Search code examples
pythonkernel-density

How do I extract the modal peaks from a 1-d data vector?


values = [ 8.42,  8.87,  8.88,  8.88,  8.88,  8.58,  8.58,
        8.58,  8.58,  8.58,  8.58,  8.58,  8.58,  8.58,  0.  ,  8.58,
       17.65, 17.65, 17.65, 17.65, 17.65, 17.65, 17.65, 17.65, 17.65,
       17.65, 17.65, 17.65, 17.9 ,  0.  , 17.9 , 17.9 , 17.68, 17.68,
       17.68, 17.68, 17.68, 17.68, 17.68, 17.68, 17.68, 17.68, 17.68,
        8.89,  8.89,  9.86,  8.  ,  8.89,  8.89,  8.89,  8.93,  8.95,
]
data = pd.Series(values)
data.plot.kde()

KDE Plot showing peaks

I have a list of values, and I can easily generate a kernel density plot which shows there are modal peaks at about 8 and 17.

I know that matplotlib is using scipy.stats.gaussian_kde to generate the curve, and that with the curve I should be able to use scipy.signal.find_peaks to find the stationary peaks... but I can't quite get anything working.
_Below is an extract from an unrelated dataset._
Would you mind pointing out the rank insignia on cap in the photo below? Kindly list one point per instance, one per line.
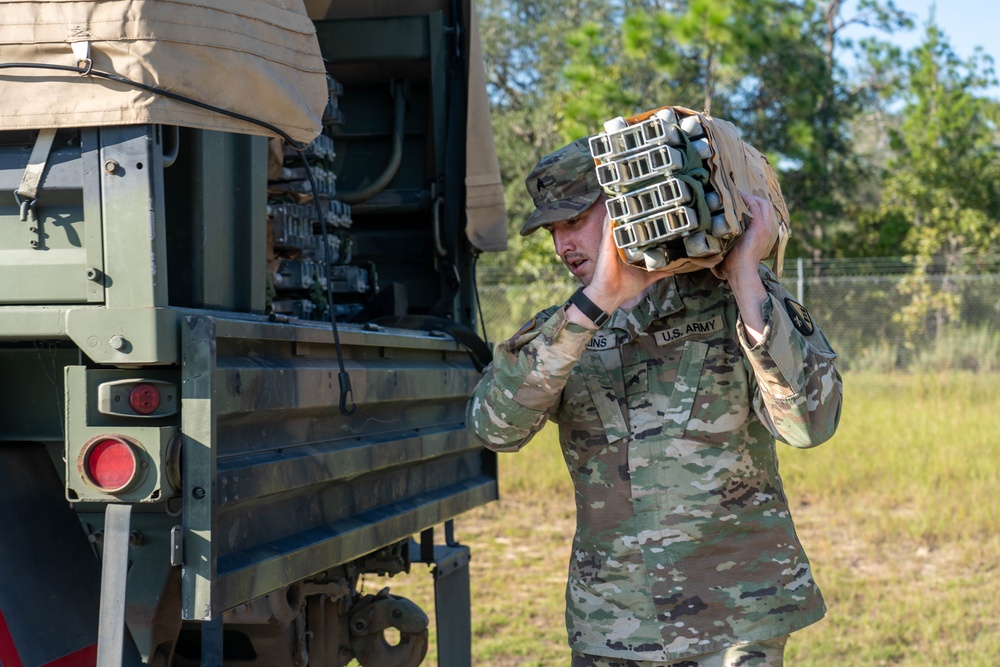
(800, 317)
How do I extract the modal peaks from a 1-d data vector?


Solution

  • This does the trick:

    def get_modal_points(data, precision=0.1):
      data = data.loc[~pd.isna(data)].copy()
      r = np.arange(data.min(), data.max(), precision)
      kernel = gaussian_kde(data)
      curve = kernel(r)
      peaks, _ = find_peaks(curve)
      modal_points = r[peaks]
      return modal_points
    

    Apparently the modal_points are [ 0.1, 8.7, 17.7], which looks about right.